I’m just as excited as I was in issue 1. Each issue has been packed so far, hits story points, sets up the next. This first arc of three issues really nailed all the high points that make me want to read comics. 10/10

Comic Review: Green Lantern Corps: Rebirth Vol. 1

What’s interesting about the DC reboots is some of them don’t even try to “start over” but launch with the assumption that you know everyone and everything going on. For Green Lantern Corps and the Sinestro Corps and all that with the yellow/green war for who’s policing the galaxy – it pretty much assumes you’ve read a lot of Geoff Johns’ now classic work on the characters, and is probably slightly more rewarding when you do.

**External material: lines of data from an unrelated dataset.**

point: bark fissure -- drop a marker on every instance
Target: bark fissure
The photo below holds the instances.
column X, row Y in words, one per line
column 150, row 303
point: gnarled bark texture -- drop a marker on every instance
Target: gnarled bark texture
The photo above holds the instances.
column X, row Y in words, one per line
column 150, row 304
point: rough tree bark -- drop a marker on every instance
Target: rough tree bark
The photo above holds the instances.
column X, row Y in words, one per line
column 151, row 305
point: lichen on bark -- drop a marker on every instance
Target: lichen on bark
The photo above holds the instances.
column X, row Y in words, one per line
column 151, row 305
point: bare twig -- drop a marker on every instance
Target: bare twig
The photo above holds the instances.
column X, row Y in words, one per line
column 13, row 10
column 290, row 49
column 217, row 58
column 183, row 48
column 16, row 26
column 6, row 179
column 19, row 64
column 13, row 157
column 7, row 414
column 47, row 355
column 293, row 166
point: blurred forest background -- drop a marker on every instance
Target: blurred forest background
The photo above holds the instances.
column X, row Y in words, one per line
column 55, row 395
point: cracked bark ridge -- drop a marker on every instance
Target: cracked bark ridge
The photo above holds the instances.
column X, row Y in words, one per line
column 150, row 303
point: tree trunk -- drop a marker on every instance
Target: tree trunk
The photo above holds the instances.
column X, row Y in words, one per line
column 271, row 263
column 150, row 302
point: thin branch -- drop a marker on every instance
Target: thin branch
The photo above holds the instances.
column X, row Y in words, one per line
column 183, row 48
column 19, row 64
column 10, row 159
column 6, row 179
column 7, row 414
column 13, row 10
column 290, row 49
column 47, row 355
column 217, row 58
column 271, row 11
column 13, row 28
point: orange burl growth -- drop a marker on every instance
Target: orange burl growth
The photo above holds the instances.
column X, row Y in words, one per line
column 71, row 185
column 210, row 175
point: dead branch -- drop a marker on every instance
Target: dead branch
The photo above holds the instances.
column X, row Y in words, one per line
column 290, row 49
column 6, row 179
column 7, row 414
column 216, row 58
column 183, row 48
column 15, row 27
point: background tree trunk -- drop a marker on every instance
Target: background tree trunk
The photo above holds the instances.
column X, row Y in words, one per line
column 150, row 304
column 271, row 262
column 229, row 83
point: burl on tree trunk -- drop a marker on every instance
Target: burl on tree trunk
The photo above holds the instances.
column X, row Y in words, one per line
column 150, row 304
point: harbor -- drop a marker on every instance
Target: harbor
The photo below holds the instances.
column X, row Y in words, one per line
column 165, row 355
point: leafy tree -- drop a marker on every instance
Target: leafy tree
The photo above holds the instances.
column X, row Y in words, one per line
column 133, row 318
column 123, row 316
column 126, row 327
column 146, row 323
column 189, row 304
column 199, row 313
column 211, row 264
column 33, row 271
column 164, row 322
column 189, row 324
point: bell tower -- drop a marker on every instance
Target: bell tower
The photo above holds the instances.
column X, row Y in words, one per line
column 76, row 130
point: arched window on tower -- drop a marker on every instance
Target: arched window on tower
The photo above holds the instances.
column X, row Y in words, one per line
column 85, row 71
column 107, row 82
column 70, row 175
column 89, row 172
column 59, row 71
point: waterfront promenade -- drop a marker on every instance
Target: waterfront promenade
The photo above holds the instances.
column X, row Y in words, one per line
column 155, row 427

I picked this up mainly because I like Robert Venditti and wanted to support him. It’s the first Marvel/DC title I’ve read in a couple of years, having stopped after Marvel got so crazy and when the new-52 was having problems. And when I read this it validated my decision.

Don’t get me wrong, this is actually an excellent book by Marvel/DC standards. There’s tons of of action, a nice arc, its’ cleanly written, the characters are all in classic form. Robert Venditti did a great job, and the art is epic too – great work with the green lantern powers on that front producing stunning visuals, my only complaint is it suffers from “modern movie-ism” on the art front where a lot of the pages are so cluttered and dense that it’s distracting.

The problem is the old comic book characters and brands. There’s really nothing at stake so even these high powered cosmic action stories like this, mean nothing. Hal Jordan will always come back, even if he dies. Sinestro too. The corps were “dead/disappeared” for like 3 issues of this comic, but they just poofed back into existence. When there literally are no stakes for a character, it just makes things impossible to care about.

That’s not the creative team’s fault, but Marvel/DC’s. No matter what, it’s going to reset in a couple years. No matter what, there will be no real development. And it shows in the book, as it seems like the writer is almost ordered not to do anything that will have any lasting impact to the character.

Content wise: you get a lot of fights. It’s a very decompressed story that reads a full volume of 7 issues in like 20 minutes, you get some Sinestro vs. Jordan action as well as yellow corps vs. green corps. The most interesting thing is the bit with Sinestro’s daughter where she seems to care for Hal despite following the yellow corps Sinestro put together. The moments there with that character were about the only time I cared.

I compare this to Venditti’s XO Manowar, which I’ve been reading in trade and spurred me to pick this up. Same writer. Same action. The difference is in XO, the character can grow, suffer real loss, change. There’s tension there because of that. It wasn’t always like this with Marvel/DC. They actively tried to progress characters up through the 90s. Then they panicked with sales slumps (due to crowding the market and variant covers killing collecting) and pushed everything back to “classic”. I like seeing classic characters, but the thing that makes them classic is that they’re actual characters – and that requires development.

While this is a fine story, fine art, everything’s just fine about it. At the same time, it doesn’t offer me anything to care about. I’m going back to reading Valiant Comics now.